Each insurer negotiates reinsurance buys separately and what each insurer pays only shows up on the premium side, and not the exposure side, of cost-per-$1,000 calculations.

Differences in costs per $1,000 also depend on the value of covered homes, said Locke Burt, founder and CEO of Security First Insurance. Large national companies prefer to cover higher-priced homes in parts of the state less at risk from hurricanes. It’s why they tend to have much lower costs per $1,000 than companies covering older, lower-priced homes, he said.

“The lower the average exposure, you will see the higher the cost per $1,000,” he said.

This is because homes typically experience more “small losses” than “large losses,” said Michael Richmond-Crum, senior director of personal lines at the American Property Casualty Insurance Association. As a result, “the incremental cost of coverage often decreases accordingly as the (exposure) increases,” he said.

Citizens spokesman Michael Peltier said one reason Citizens’ cost per $1,000 is higher than most companies is that “most Citizens risks are older, relatively lower valued, and on the coast in Southeast Florida.” He added, “As such, it’s not surprising that the cost per unit of insurance is relatively high for Citizens.”

But there’s no easy way to pinpoint which insurers are most heavily invested in the state’s riskiest regions.

Data that can identify the number of policies held by each insurer in the riskiest counties in the state — long recognized as Palm Beach, Broward, Miami-Dade and Monroe, and more recently Southwest Florida counties such as Hillsborough, Pinellas, Manatee, Sarasota, Charlotte, Lee and Collier — are protected from public release as “trade secrets.”

Litigation expenses are another factor seen only in the premium side of the cost per $1,000 equation.
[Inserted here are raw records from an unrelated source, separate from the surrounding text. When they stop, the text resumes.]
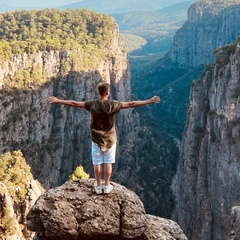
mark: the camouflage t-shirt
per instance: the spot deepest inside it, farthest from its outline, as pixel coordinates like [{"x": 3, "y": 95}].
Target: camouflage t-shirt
[{"x": 103, "y": 130}]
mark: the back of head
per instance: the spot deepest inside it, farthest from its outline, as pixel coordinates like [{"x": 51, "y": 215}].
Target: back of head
[{"x": 103, "y": 88}]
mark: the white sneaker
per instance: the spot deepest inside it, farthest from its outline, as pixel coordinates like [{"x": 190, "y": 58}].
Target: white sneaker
[
  {"x": 98, "y": 189},
  {"x": 108, "y": 189}
]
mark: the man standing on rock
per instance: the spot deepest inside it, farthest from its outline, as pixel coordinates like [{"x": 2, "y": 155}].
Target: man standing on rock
[{"x": 103, "y": 130}]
For nearly a decade prior to the Legislature’s passage of tort reforms in 2022, insurance executives warned about increases of lawsuits filed primarily on behalf of policyholders in the tricounty region.

The reforms, which stripped most rights of attorneys and plaintiffs to collect legal fees from insurers for prevailing by any amount in litigation, reduced lawsuit activity by half, according to Burt.
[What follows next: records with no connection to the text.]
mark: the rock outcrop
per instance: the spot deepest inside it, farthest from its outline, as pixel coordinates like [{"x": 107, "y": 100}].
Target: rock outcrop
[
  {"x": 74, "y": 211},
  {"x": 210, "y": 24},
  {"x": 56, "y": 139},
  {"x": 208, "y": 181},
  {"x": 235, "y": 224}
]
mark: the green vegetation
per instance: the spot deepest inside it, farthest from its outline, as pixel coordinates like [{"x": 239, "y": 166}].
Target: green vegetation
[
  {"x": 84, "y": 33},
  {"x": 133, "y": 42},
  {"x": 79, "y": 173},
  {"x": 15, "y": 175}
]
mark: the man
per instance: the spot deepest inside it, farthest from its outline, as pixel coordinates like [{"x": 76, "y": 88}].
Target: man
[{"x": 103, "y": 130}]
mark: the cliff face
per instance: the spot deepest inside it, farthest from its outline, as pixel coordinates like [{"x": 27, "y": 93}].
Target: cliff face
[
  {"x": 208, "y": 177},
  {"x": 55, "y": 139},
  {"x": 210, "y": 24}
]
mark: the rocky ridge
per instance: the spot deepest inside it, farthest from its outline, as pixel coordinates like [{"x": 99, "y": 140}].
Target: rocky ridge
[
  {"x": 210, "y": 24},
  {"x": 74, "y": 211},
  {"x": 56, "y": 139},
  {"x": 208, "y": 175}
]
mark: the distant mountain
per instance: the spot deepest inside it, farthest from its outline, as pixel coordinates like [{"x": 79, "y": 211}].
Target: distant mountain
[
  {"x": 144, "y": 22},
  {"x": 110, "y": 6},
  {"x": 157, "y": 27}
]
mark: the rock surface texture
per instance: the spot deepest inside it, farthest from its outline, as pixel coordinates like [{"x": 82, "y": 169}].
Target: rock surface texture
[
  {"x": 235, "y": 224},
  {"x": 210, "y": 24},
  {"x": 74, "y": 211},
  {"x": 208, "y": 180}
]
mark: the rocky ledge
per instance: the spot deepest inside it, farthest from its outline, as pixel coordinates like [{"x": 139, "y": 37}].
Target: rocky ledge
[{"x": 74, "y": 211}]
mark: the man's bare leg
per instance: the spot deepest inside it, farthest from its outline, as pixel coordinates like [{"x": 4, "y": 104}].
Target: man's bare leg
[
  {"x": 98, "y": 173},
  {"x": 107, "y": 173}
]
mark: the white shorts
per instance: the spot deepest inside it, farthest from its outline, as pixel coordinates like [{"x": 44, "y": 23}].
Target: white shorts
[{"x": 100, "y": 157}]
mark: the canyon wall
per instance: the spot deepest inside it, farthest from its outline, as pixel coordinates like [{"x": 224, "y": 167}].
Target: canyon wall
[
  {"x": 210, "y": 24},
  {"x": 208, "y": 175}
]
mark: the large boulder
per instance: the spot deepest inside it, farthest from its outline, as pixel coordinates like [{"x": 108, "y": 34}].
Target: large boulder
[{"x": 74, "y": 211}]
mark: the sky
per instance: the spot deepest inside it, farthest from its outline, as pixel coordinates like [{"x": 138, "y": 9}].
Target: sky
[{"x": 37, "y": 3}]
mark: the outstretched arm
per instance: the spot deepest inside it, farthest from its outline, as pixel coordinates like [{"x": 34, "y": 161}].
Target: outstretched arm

Yet, “companies (overall) are still getting sued 900 to 1,000 times a week,” he said.

While costs per $1,000 to insure condominium units are high, the average value of coverage — $161,108 — is typically far lower than values of single-family homes. One reason is that condo owners must pay for insurance twice: coverage for their own units, which they pay for directly, and coverage for their buildings and all other common areas, paid with their maintenance fees.

“However, the average non-catastrophe loss-per-condo claim, relative to the coverage amount, is higher than what’s experienced for houses,” Peltier said.

Added Richmond-Crum, “An older condo may have greater maintenance needs, which if not addressed adequately or in a timely manner, may contribute to a greater likelihood of a claim being filed,” he said.

As much as looking at costs per $1,000 can reveal, specific reasons why companies are priced as they are will remain elusive unless state regulators order insurers to open their books for all to see.

Birny Birnbaum, director of the Center for Economic Justice, an advocacy group for low-income consumers, questioned whether reinsurance costs and litigation are the cost drivers that insurers say they are.

A critic of industry claims that convinced lawmakers to enact the 2022 reforms, Birnbaum referred to recent reports that insurers funneled billions of premium dollars to their investors and into affiliate companies and wondered whether those payments played a role in the cost-per-$1,000 increases since 2022.

“My guess is that the main reason for increases in costs per $1,000 is the business model used by all the new entrants to Florida” that’s built around “minimal capital, massive reliance on reinsurance and siphoning off premium to affiliated businesses for all parts of the insurance life cycle,” he said. “This business model is massively inefficient for consumers and massively profitable for the insurer’s holding company.”